Johnny vai à guerra, de Dalton Trumbo


Por Pedro Fernandes


Dalton Trumbo. Foto: John Swope



A obra de Dalton Trumbo como roteirista, considerando os trabalhos que sabemos seus, é uma das mais vastas entre os criadores para o cinema. Perseguido e amplamente censurado pelos Estados Unidos no âmbito dos cinzentos anos de Joseph McCarthy, soube-se que muitos outros textos assinados por terceiros vieram da sua invejável imaginação criativa. Em literatura, se considerarmos os impedimentos estatais e a grandiosa produção como roteirista, Trumbo foi autor de uma obra também significativa; entre as criações nesse campo estão romances, peças e ensaios. Na primeira forma, se mostrou sempre interessado em pelo menos duas frentes: captar seu remoto e pacato passado em Montrose, onde nasceu, ou Grand Junction, onde viveu dos três anos até sua entrada para a Universidade do Colorado, na adolescência. 

Deixou uma peça, The Biggest Thief in Town (1949), um livro de ensaios, The Time Out of the Toad (1972) e de textos de safra variada, Night of the Aurochs (1979). Sua estreia em literatura, no entanto, se deu com livro Eclispe (1935); depois vieram, dessa lavra dos romances, obras como Washington Jitters (1936) e The Remarkable Andrew (1940). No primeiro, o escritor recupera a cidade fictícia Shale City, molde, segundo uns, de Grand Juction; a edição mais recente deste romance, publicada em 2005, chegou a reunir um levantamento à guisa documental  sobre nomes e situações decorrentes do lugar e recuperados pela ficção. Verdadeiros ou não, toda a obra ficcional é um tanto dilapidada com tentativas do tipo. Essa é uma discussão ampla e não cabe agora. A menção sobre Shale City se deve ao fato de o protagonista de Johnny Got His Gun, livro que é o terceiro na tábua das criações literárias de Trumbo, é também descendente desse lugar e certamente algumas das situações descritas nesse romance guardam semelhanças com outras vindas de Eclipse ou não.

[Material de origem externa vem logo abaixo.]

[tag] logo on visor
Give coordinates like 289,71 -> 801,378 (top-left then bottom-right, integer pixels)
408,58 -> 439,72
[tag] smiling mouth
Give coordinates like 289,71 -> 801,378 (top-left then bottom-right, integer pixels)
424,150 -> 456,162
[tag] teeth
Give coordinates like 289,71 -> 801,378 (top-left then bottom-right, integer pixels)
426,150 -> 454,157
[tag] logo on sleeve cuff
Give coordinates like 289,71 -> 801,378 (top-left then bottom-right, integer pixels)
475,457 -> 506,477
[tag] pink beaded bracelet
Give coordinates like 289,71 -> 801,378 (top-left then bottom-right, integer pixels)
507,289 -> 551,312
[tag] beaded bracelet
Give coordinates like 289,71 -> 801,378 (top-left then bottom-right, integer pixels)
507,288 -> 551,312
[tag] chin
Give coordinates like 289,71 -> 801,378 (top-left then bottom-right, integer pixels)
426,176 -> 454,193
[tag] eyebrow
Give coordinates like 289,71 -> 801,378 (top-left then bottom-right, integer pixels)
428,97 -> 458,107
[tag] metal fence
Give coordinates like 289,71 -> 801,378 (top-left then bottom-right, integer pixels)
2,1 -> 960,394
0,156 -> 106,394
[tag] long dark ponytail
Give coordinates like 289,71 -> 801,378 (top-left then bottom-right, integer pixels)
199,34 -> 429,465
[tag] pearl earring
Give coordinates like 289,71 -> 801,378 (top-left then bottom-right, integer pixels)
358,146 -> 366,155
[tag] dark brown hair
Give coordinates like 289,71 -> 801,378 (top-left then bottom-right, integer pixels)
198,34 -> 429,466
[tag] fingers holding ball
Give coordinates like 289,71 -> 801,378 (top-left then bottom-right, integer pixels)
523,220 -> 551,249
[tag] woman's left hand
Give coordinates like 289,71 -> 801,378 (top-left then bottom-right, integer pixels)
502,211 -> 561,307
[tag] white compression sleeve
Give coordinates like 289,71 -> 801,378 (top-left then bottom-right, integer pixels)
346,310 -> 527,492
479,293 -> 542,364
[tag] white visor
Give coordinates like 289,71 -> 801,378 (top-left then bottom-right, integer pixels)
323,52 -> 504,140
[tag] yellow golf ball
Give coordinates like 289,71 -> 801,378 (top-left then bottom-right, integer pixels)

O livro de 1939 está entre os trabalhos que se destacam na complexa e instigante carreira artística de Trumbo. Com ele, recebeu o National Book Award no mesmo ano de publicação e quase quatro décadas depois uma versão para o cinema pelas próprias mãos do autor. Johnny Got His Gun ocupa desde sua origem o lugar principal entre os mais contundentes libelos contra a guerra; e foi essa condição de pacifista que marcou sua redescoberta entre a geração da Guerra no Vietnã. Num país continuamente assombrado pela iminência de um conflito, base actancial do poderio imperialista, dos interesses escusos do sistema que o mantém e da contínua reinvenção dos discursos em nome da liberdade e da democracia dos povos, esse livro nunca deixou de ser atual e necessário. 

Fora da zona imperialista, trata-se de uma obra de variado valor: pode ser um mero registro acerca dos efeitos da guerra sobre aqueles que nada fizeram para merecê-la; pode ser tomada como um alerta sobre o mal da guerra tratado a partir de um lugar de fala original e, portanto, autêntico; pode ser uma reflexão potente sobre o papel dos excessos ideológicos sobre as vidas que se deixam levar cegamente por valores tratados enquanto verdades absolutas pelos que estão no poder; e pode ainda ser uma fábula vigorosa sobre o poder de viver frente à destruição e a morte, esta última sempre designada pelo discurso dominante como um valor inalienável pela ordem e os valores humanos. Seja qual for a leitura capaz de suscitar, a verdade é que ninguém sai o mesmo depois de percorrer essa longa e indeterminada travessia pelos meandros de uma consciência presa numa condição sobre a qual não existiu liberdade de escolha. 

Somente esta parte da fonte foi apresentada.